Entrevista: Martha Rios Guimarães: 
 

“No meio espírita, é preciso dividir nossas experiências”

 
 

Martha Rios Guimarães (foto), que no meio espírita é conhecida como Marthinha, é a nossa entrevistada desta semana. Natural de São Paulo-SP, onde reside, é ativa trabalhadora do Centro Espírita Gabriel Ferreira, carinhosamente conhecido como Gabi, onde desenvolve competente trabalho ligado à área da educação espírita infanto-juvenil. Mas seu trabalho não cessa por aí, pois ela encontra tempo para fazer parte da USE–SP, em que trabalha na área de comunicação e integra a equipe do jornal O Dirigente Espírita.

Eis a seguir a entrevista que ela gentilmente nos concedeu: 


Como conheceu o Espiritismo?
 

Fui criada no catolicismo, e na adolescência minha mãe migrou para o presbiterianismo. Eu buscava respostas a muitas dúvidas e comecei (bem no início de minha adolescência) a pesquisar religiões e doutrinas, na tentativa de achar meu caminho. Devo a minha mãe o fato de não poder viver feliz sem ter Deus no coração e eu queria entendê-Lo. Depois de muitas tentativas, um dia fui convidada por uma colega a ir a um Centro Espírita e, após inicialmente recusar (porque associava Espiritismo a Espiritualismo, como muitas pessoas fazem), acabei aceitando o convite e fui até lá. Era uma Casa simples, em Guarulhos (não lembro o nome). Ouvi o Evangelho e me senti tão bem no local que resolvi voltar na outra semana.

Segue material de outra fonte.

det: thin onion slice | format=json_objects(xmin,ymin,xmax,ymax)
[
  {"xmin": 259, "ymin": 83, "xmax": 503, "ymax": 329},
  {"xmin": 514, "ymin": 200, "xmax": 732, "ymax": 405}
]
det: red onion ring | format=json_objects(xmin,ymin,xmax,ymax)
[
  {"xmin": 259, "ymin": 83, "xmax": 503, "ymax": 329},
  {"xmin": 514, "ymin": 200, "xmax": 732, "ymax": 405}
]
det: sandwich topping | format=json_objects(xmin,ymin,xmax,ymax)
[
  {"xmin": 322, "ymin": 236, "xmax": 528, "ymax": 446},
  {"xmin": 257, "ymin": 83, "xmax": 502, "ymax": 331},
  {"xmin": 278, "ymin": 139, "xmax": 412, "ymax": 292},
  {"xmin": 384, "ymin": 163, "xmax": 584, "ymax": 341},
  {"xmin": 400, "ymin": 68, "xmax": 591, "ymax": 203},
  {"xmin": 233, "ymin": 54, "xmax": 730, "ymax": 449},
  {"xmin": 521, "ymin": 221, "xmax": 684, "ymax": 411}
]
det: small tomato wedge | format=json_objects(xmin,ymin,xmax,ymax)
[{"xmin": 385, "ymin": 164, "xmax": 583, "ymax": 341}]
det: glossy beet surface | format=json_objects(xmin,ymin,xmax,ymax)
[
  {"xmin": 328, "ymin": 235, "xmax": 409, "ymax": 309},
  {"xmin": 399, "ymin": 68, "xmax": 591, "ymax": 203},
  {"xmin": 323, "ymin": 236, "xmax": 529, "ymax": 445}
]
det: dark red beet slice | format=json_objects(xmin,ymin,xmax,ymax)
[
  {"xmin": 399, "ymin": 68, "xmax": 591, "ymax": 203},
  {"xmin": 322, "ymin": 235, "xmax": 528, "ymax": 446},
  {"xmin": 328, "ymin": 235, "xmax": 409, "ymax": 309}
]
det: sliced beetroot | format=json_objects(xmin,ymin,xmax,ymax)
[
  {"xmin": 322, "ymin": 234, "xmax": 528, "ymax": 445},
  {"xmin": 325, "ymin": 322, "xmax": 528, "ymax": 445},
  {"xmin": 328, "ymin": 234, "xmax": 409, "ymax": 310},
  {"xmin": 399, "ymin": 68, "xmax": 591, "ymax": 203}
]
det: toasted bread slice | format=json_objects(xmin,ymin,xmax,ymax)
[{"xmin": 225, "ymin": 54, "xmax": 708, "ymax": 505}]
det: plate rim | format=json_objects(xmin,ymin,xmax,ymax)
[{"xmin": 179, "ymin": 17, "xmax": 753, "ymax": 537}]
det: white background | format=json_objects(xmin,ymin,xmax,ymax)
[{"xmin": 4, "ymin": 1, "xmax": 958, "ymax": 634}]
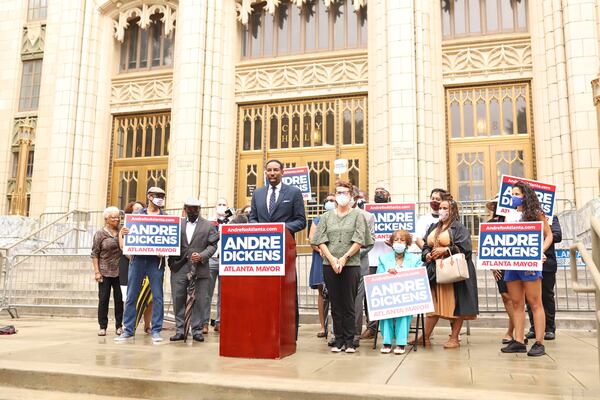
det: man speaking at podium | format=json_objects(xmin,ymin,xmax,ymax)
[{"xmin": 249, "ymin": 159, "xmax": 307, "ymax": 339}]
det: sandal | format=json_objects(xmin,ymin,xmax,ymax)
[
  {"xmin": 144, "ymin": 326, "xmax": 151, "ymax": 334},
  {"xmin": 443, "ymin": 338, "xmax": 460, "ymax": 349},
  {"xmin": 316, "ymin": 331, "xmax": 326, "ymax": 338},
  {"xmin": 98, "ymin": 329, "xmax": 106, "ymax": 336}
]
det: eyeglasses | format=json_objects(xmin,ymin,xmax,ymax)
[{"xmin": 335, "ymin": 191, "xmax": 350, "ymax": 196}]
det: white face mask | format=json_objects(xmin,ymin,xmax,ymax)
[
  {"xmin": 336, "ymin": 194, "xmax": 350, "ymax": 207},
  {"xmin": 216, "ymin": 206, "xmax": 227, "ymax": 216},
  {"xmin": 438, "ymin": 209, "xmax": 449, "ymax": 221},
  {"xmin": 152, "ymin": 197, "xmax": 165, "ymax": 208},
  {"xmin": 392, "ymin": 243, "xmax": 406, "ymax": 254},
  {"xmin": 324, "ymin": 201, "xmax": 336, "ymax": 211}
]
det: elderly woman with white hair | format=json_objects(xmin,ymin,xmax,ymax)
[{"xmin": 91, "ymin": 206, "xmax": 124, "ymax": 336}]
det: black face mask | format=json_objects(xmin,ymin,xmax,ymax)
[
  {"xmin": 187, "ymin": 213, "xmax": 199, "ymax": 223},
  {"xmin": 374, "ymin": 193, "xmax": 388, "ymax": 203},
  {"xmin": 356, "ymin": 199, "xmax": 366, "ymax": 209}
]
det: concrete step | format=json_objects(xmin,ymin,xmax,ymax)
[{"xmin": 0, "ymin": 386, "xmax": 145, "ymax": 400}]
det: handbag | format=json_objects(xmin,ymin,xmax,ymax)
[{"xmin": 435, "ymin": 245, "xmax": 469, "ymax": 284}]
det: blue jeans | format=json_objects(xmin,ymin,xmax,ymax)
[
  {"xmin": 122, "ymin": 255, "xmax": 164, "ymax": 335},
  {"xmin": 203, "ymin": 266, "xmax": 220, "ymax": 325}
]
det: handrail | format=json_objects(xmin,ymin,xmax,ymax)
[
  {"xmin": 11, "ymin": 228, "xmax": 86, "ymax": 268},
  {"xmin": 0, "ymin": 209, "xmax": 88, "ymax": 255}
]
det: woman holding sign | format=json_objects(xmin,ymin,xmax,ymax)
[
  {"xmin": 422, "ymin": 197, "xmax": 478, "ymax": 349},
  {"xmin": 377, "ymin": 230, "xmax": 422, "ymax": 354},
  {"xmin": 311, "ymin": 181, "xmax": 374, "ymax": 354},
  {"xmin": 501, "ymin": 181, "xmax": 553, "ymax": 357}
]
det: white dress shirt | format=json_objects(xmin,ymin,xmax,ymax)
[
  {"xmin": 186, "ymin": 219, "xmax": 197, "ymax": 244},
  {"xmin": 265, "ymin": 182, "xmax": 283, "ymax": 211}
]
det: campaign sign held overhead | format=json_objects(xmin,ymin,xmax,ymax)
[
  {"xmin": 496, "ymin": 175, "xmax": 556, "ymax": 223},
  {"xmin": 123, "ymin": 214, "xmax": 181, "ymax": 256},
  {"xmin": 477, "ymin": 222, "xmax": 543, "ymax": 271},
  {"xmin": 219, "ymin": 223, "xmax": 285, "ymax": 276},
  {"xmin": 364, "ymin": 267, "xmax": 434, "ymax": 321},
  {"xmin": 264, "ymin": 166, "xmax": 312, "ymax": 200},
  {"xmin": 364, "ymin": 203, "xmax": 416, "ymax": 240}
]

Eles faziam uma reunião mediúnica em paralelo com a pública e qual não foi minha surpresa quando, no meio da palestra, uma trabalhadora me pediu que a acompanhasse porque o mentor da Casa queria falar comigo. Fui até a reunião mediúnica e o Espírito disse que eu tinha compromisso com a Doutrina Espírita e um bonito trabalho a realizar, porém não ali, mas em um centro perto de minha casa. No final da reunião, me deram o telefone da USE-SP e, ligando lá, obtive o endereço de 5 casas espíritas da USE Vila Maria. Visitei todas elas, gostei bastante, mas na última pensei comigo: “é aqui que eu vou ficar”. Isso foi no final da década de 80 e lá estou até hoje. 

O centro espírita a que você se referiu é o CE Gabriel Ferreira, da capital de São Paulo. Fale-nos um pouco desta casa e das atividades que vocês desenvolvem. 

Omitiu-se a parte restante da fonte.